The council of a town in Canada’s Yukon territory has been locked for weeks in bureaucratic standstill after its members refused to swear a mandatory oath of allegiance to King Charles, citing the crown’s tarnished relations with Indigenous peoples in the region.
The standoff, which threatens to cost them their seats, reflects a complicated view of the country’s head of state, who lives thousands of miles away, and increasingly serves as a reminder to a history of violence and broken promises
In mid-October, residents of Dawson City – notorious as the birthplace of the “Sour Toe” cocktail which included a mummified human toe – voted to replace the town’s mayor and council, turning the page on an administration gripped by scandal and legal wrangling.
But since then the council has been in procedural limbo.
“We can’t do anything legally required of us … So we are sort of, kind of council, and I’m sort of, kind of the mayor,” the mayor-elect, Stephen Johnson, told the Canadian Press. “It’s a bit of a sticky situation.”
Under Yukon’s Municipal Act, elected officials are required to take the oath of allegiance and an oath of office.
But shortly before the incoming council was due to take office, councillor-elect Darwyn Lynn, a member of the Tr’ondek Hwech’in First Nation, told colleagues he wasn’t comfortable pledging allegiance to the crown due to its troubled history with Indigenous peoples.
Councillors took the oath of office on 5 November, but have refused to swear or affirm they “will be faithful and bear true allegiance to His Majesty King Charles III” and his “heirs and successors according to law”.
Johnson said the council decided to refuse the oath of allegiance in solidarity with Lynn, acknowledging a colonial history of displacement for the people living and using the lands for generations before the arrival settlers.

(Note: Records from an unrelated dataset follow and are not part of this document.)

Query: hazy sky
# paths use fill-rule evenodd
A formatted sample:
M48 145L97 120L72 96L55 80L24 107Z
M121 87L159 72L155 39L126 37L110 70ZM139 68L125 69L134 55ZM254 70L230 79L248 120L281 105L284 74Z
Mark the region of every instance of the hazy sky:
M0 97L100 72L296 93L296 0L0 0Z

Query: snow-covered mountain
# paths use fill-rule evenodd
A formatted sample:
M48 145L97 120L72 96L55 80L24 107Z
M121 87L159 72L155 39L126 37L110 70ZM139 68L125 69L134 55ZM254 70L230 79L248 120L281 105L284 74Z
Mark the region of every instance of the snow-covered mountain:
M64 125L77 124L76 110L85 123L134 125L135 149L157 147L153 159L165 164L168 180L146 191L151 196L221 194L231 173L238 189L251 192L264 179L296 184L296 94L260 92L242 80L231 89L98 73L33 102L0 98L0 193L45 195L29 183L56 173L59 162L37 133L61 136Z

The town of Dawson – known as the “Paris of the North” – is located on the former site of Tr’ochëk, a valuable hunting and fishing camp at the confluence of the Klondike and Yukon Rivers.
When the Klondike gold rush brought nearly 17,000 outsiders to the region at the end of the 1800s, the Tr’ondek Hwech’in, or people of the river, were displaced. Even though the gold rush soon ended, prompting an exodus from the northern community, Tr’ochëk never returned as a fishing and hunting camp. Nowadays, about 2,400 people live in Dawson City.
“This is being done with no disrespect to His Majesty King Charles. And also we’re not doing this to go, ‘Rah, rah, look at us,’ to poke everybody across Canada, to get rid of the crown,” Johnson told the Canadian Press. “It was just something we wanted to do together to show solidarity in what we do here in this town.”
The row over the pledge is rare, but not the first time elected officials have questioned the requirement they pledge allegiance to Canada’s head of state.
In 2022, Quebec passed legislation ending elected officials’ required oath to King Charles. At the time, the provincial lawmaker Gabriel Nadeau-Dubois called it “a relic from the past”.
At the same time, some Indigenous leaders point to treaties signed with the crown as solemn agreements that represent a trust both nations can live peacefully side by side.
The territorial government says it is considering alternative options around the oath to ensure all council members feel included and respected within the governance structures while still complying with legislative requirements.
But if an alternative cannot be reached by 10 December, a byelection is required and the mayor and councillors would forfeit their seats.